Last updated at Fri, 12 Jan 2024 19:18:05 GMT

D-Link Embedded Device Shells

This week, esteemed Metasploit contributor @m-1-k-3 has been at it again with his valiant personal crusade against insecure SOHO (small office/home office) embedded devices with known vulnerabilities. We have a new trio of modules that target D-Link gear, based on the research released by Craig Heffner and Zachary Cutlip, which exploit two bugs present in the DSP-W215 Smart Plug, and one UPnP command injection bug found in the DIR-815.

The research on these embedded devices is really quite solid -- if you're at all interested in this kind of research, you can Craig's excellent notes on his first and second SmartPlug bugs, published in May of 2014, and Zachary's notes on the DIR-815 bug. Following along is now a ton easier with m-1-k-3's Metasploitization of these exploits, too, since you can now see the traffic on the wire if you happen to have one of these routers in your home or lab.

This is the part where I rail about the Internet-of-Things. I'll keep beating this drum because it's not "merely" your home networks that are at risk. If the gadgets are cool and useful enough, you can be sure they will find their way into office spaces across all kinds of industries, making the job of the penetration tester less of an exercise in finding vulnerable devices to target and more of prioritizing which ones should get exploited first.

Nobody updates firmware, ever. Nobody.  As long as they're passing packets, and there's no IT department control over these things, these guys will remain vulnerable forever -- at least, until something radical changes in the embedded device space where updates are automatic and routine -- and don't fall prey to Evilgrade-like attacks, which have been around for a few years now.

Rubocop

Back in Metasploit developer land, we've had some good discussion this week on how to nudge the quality of code we get from our beloved contributors up the maintainability scale. Rapid7's Jon Hart suggested, and then promptly implemented, some hooks to Rubocop, a style-checker based on the well-regarded Ruby Style Guide by Bozhidar Batsov and friends.

So, as of now, default runs of msftidy.rb will include a Rubocop check. The best part of Rubocop is that it can allow for some level of automatic code fix ups, if you launch it with the -a argument. While we don't want to fix your code out from under you, you can at least get a sense of your style guide conformance if you hook up msftidy to your own local git pre-commit hook.

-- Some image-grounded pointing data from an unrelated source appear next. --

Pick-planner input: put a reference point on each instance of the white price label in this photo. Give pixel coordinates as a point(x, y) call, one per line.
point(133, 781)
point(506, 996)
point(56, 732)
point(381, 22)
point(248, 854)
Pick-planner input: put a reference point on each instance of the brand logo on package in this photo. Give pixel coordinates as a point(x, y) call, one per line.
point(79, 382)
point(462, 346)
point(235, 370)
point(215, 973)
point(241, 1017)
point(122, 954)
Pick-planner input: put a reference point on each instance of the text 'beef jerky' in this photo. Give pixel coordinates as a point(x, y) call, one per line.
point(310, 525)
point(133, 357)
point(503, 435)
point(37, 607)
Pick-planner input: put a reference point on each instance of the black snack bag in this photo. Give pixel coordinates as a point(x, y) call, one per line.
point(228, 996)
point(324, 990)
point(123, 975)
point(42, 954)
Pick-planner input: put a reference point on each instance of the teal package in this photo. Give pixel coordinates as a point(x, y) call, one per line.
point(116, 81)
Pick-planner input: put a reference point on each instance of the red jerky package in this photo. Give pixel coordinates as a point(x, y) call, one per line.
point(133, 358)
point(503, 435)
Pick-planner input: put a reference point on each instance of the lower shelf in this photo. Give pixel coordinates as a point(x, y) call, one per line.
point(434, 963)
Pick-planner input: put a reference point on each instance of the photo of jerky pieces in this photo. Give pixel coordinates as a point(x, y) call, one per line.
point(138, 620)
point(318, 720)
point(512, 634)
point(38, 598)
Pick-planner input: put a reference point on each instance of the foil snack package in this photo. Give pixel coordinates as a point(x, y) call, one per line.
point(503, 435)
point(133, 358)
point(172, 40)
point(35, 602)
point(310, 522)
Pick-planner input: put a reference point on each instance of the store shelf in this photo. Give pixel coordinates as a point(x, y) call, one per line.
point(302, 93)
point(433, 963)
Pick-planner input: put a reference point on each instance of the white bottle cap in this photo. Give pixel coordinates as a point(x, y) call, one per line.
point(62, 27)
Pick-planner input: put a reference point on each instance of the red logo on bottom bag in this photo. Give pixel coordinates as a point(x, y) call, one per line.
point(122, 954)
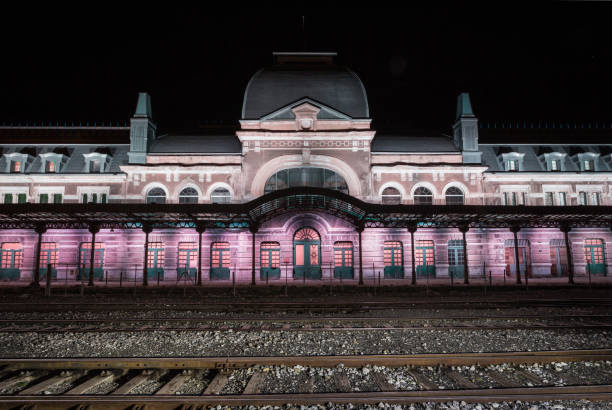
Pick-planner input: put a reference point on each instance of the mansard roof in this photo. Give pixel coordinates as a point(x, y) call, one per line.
point(279, 85)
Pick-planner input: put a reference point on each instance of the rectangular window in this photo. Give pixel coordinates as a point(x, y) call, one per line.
point(15, 166)
point(562, 199)
point(549, 199)
point(555, 165)
point(94, 166)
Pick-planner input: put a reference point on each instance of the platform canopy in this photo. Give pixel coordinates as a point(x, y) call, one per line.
point(304, 199)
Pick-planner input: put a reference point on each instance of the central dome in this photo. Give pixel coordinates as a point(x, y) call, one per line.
point(296, 76)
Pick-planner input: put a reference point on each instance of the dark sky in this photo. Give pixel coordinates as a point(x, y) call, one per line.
point(87, 64)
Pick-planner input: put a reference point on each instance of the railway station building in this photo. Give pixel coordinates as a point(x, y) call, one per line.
point(305, 189)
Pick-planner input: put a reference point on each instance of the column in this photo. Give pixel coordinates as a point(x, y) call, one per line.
point(147, 229)
point(94, 228)
point(253, 230)
point(359, 231)
point(515, 229)
point(200, 228)
point(466, 269)
point(412, 229)
point(40, 229)
point(568, 248)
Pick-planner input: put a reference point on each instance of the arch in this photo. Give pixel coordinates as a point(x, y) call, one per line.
point(395, 185)
point(188, 195)
point(216, 185)
point(427, 185)
point(296, 161)
point(156, 189)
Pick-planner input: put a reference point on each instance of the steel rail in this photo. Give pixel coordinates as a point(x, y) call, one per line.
point(596, 393)
point(426, 359)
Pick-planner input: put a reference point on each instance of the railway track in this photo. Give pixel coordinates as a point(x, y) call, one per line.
point(326, 323)
point(119, 383)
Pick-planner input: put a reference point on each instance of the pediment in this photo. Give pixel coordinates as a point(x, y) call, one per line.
point(305, 107)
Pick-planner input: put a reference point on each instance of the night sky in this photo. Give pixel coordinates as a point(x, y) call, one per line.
point(553, 62)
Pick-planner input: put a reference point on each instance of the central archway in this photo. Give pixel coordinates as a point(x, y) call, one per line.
point(306, 254)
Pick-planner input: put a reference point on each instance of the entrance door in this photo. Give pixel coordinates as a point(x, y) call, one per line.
point(188, 261)
point(558, 257)
point(269, 260)
point(394, 260)
point(307, 254)
point(155, 261)
point(48, 256)
point(424, 257)
point(456, 267)
point(595, 259)
point(343, 260)
point(85, 258)
point(523, 258)
point(219, 260)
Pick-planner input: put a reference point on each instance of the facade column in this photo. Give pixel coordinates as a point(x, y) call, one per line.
point(40, 230)
point(515, 229)
point(412, 229)
point(568, 248)
point(466, 269)
point(360, 230)
point(147, 229)
point(200, 229)
point(253, 230)
point(94, 228)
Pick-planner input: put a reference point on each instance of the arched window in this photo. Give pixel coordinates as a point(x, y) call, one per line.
point(188, 196)
point(221, 196)
point(454, 196)
point(312, 177)
point(391, 196)
point(423, 196)
point(156, 196)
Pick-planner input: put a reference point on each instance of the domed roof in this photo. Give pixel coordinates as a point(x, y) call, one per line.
point(293, 79)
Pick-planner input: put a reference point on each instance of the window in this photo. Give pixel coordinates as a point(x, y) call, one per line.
point(555, 165)
point(50, 166)
point(95, 166)
point(391, 196)
point(562, 199)
point(221, 196)
point(48, 254)
point(156, 196)
point(423, 196)
point(11, 255)
point(549, 199)
point(306, 176)
point(16, 166)
point(188, 196)
point(454, 196)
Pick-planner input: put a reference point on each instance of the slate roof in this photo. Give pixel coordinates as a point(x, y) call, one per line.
point(75, 161)
point(275, 87)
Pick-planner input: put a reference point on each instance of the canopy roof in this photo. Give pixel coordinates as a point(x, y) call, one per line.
point(252, 214)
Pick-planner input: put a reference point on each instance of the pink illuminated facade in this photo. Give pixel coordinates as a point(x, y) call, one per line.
point(305, 122)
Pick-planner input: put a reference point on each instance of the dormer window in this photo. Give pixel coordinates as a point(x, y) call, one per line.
point(16, 166)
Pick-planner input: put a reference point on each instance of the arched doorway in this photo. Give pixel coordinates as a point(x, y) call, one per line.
point(306, 254)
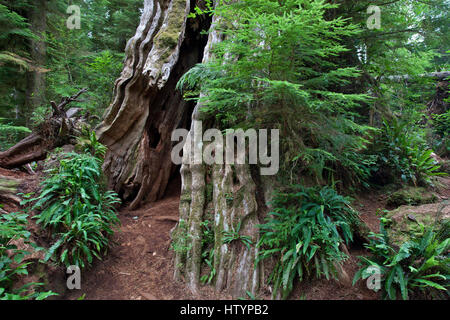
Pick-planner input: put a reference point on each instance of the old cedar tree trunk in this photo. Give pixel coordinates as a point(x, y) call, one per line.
point(137, 129)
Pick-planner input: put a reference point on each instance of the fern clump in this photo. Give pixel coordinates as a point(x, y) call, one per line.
point(419, 268)
point(402, 155)
point(74, 205)
point(304, 233)
point(13, 226)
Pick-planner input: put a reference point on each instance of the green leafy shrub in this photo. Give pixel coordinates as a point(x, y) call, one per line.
point(419, 268)
point(10, 134)
point(74, 205)
point(403, 154)
point(13, 227)
point(304, 232)
point(441, 124)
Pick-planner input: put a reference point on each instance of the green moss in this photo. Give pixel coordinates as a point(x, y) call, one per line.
point(407, 222)
point(185, 198)
point(411, 196)
point(167, 38)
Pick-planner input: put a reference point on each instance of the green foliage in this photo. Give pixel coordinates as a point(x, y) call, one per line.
point(88, 143)
point(441, 126)
point(75, 207)
point(420, 268)
point(10, 134)
point(403, 154)
point(13, 227)
point(304, 232)
point(277, 68)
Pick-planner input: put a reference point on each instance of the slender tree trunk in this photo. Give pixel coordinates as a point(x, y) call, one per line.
point(233, 208)
point(38, 54)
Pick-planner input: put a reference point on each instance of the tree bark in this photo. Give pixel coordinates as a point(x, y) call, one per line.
point(38, 54)
point(138, 125)
point(233, 208)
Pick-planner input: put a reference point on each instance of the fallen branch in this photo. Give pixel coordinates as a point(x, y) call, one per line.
point(54, 132)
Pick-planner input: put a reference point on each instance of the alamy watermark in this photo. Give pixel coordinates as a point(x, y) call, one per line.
point(374, 21)
point(209, 147)
point(74, 21)
point(373, 275)
point(74, 280)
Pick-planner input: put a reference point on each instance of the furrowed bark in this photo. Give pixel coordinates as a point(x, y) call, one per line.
point(234, 204)
point(146, 109)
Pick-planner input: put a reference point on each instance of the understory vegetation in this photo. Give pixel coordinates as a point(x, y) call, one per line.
point(306, 231)
point(346, 121)
point(419, 268)
point(76, 208)
point(12, 265)
point(360, 111)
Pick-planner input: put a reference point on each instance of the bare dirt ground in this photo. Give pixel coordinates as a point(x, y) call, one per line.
point(140, 264)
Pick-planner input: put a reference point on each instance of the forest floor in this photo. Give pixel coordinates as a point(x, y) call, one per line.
point(139, 266)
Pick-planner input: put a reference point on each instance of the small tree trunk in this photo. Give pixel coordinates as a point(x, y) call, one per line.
point(234, 208)
point(38, 54)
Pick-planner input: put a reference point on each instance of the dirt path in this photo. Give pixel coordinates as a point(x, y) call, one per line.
point(140, 265)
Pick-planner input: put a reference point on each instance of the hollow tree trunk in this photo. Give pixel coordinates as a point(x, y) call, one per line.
point(137, 129)
point(146, 109)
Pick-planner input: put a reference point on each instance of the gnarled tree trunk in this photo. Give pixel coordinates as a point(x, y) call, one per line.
point(137, 129)
point(146, 109)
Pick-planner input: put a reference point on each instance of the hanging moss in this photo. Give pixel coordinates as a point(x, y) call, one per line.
point(167, 39)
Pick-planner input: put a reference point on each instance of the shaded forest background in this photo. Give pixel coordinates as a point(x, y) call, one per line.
point(359, 109)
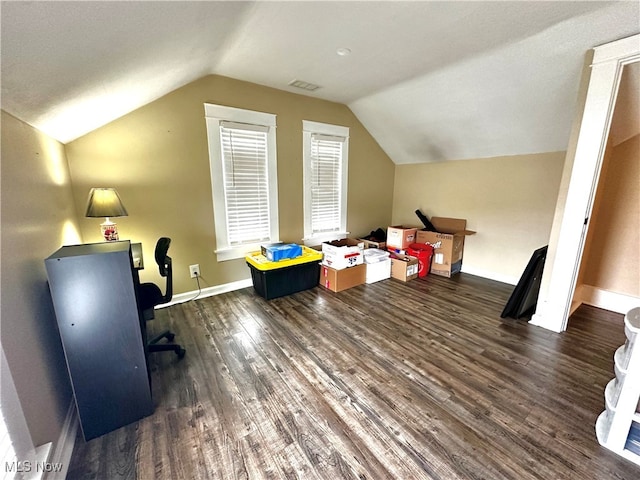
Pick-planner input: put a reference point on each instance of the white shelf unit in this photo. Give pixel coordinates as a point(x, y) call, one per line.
point(618, 427)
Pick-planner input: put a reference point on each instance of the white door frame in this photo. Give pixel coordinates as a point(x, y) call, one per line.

It's important to make clear that style is kind of important for maintainability. If you're involved in an open source endevor and you have more than one contributor to your code base, having multiple, personal styles is not only difficult to read in any sane development environment, but makes the likelihood of logic bugs creeping into your code much, much higher. Please believe me, we're not trying to make Metasploit contribution less fun by sticking to reasonable standard coding practices -- we're trying to make the code base, as a whole, more accessible, more reliable, and as bug free as we possibly can.

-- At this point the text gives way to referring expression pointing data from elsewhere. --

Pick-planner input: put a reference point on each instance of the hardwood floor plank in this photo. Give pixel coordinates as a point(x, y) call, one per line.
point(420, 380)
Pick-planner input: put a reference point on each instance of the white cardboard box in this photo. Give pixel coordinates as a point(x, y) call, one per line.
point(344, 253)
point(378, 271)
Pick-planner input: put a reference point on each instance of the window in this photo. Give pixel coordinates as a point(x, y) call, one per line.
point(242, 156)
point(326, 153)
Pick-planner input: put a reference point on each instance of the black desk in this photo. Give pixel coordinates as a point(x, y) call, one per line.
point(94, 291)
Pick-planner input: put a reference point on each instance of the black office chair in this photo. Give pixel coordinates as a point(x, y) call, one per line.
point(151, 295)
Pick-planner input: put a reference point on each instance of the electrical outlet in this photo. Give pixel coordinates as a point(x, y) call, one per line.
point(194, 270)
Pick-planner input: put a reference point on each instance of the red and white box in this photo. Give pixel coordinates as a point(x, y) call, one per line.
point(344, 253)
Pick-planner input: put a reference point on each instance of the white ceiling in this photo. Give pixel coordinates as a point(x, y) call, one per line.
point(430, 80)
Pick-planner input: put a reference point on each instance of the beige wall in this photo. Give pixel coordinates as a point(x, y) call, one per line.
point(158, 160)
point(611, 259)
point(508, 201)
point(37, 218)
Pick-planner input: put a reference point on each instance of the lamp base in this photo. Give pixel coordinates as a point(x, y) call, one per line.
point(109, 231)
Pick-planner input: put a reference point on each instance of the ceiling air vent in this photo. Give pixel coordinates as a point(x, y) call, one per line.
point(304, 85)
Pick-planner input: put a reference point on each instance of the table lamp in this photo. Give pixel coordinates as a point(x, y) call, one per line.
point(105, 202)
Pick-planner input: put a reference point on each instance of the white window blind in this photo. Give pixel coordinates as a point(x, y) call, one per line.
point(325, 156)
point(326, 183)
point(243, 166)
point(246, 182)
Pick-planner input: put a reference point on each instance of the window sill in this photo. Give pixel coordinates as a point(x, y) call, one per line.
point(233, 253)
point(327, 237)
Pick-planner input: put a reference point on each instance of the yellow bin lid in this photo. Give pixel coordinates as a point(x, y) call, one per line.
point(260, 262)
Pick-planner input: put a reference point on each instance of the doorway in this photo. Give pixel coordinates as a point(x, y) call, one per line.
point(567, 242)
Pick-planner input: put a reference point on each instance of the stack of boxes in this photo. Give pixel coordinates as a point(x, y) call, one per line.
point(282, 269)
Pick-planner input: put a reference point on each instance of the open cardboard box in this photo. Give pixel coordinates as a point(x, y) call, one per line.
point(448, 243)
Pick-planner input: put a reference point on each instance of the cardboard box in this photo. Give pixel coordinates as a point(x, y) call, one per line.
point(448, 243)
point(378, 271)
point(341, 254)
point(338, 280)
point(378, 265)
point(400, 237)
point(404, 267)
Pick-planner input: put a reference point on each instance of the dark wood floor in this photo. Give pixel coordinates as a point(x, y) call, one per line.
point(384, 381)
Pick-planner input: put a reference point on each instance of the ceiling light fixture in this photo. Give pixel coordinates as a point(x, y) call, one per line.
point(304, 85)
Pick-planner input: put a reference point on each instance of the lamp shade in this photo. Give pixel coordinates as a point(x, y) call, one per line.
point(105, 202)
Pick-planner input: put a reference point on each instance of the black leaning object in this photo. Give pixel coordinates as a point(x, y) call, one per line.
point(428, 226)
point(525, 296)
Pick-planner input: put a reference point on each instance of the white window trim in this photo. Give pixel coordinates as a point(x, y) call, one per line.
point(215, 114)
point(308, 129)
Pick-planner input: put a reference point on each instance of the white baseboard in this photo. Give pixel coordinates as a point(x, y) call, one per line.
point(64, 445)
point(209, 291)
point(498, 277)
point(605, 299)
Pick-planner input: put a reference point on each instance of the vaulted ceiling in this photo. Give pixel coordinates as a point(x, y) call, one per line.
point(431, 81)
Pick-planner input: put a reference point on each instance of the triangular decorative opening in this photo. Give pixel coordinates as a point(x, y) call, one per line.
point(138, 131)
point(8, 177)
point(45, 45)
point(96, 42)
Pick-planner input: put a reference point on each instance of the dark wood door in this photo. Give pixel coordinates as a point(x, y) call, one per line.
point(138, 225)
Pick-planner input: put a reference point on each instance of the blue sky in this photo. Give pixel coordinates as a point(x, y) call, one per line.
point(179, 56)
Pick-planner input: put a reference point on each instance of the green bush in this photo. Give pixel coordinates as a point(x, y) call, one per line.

You can see rubocop -a in action over on Pull Request #3543, where we apply some automatic fixes on the tried-and-true MS08-067 module. Keep in mind we're still experimenting here -- if you have a module that doesn't hit the style guide 100%, we're not going to hold it against you, and won't block commits because of it. Hopefully, though, this kind of automatic syntax checking will go a long way to shoveling more awesome into Metasploit faster.

New Modules

As reviewed above, we have three new exploits, all D-Link, and one new auxiliary module, which targets Michele Spagnuolo's Rosetta Flash vulnerability, CVE-2014-4671.

Exploit modules

  • D-Link info.cgi POST Request Buffer Overflow by Craig Heffner and Michael Messner exploits OSVDB-108249
  • D-Link HNAP Request Remote Buffer Overflow by Craig Heffner and Michael Messner exploits CVE-2014-3936
  • D-Link Unauthenticated UPnP M-SEARCH Multicast Command Injection by Michael Messner and Zachary Cutlip

Auxiliary and post modules

  • Flash "Rosetta" JSONP GET/POST Response Disclosure by joev and Michele Spagnuolo exploits CVE-2014-4671

For additional details on what's changed and what's current, please see Chris Doughty's most excellent release notes.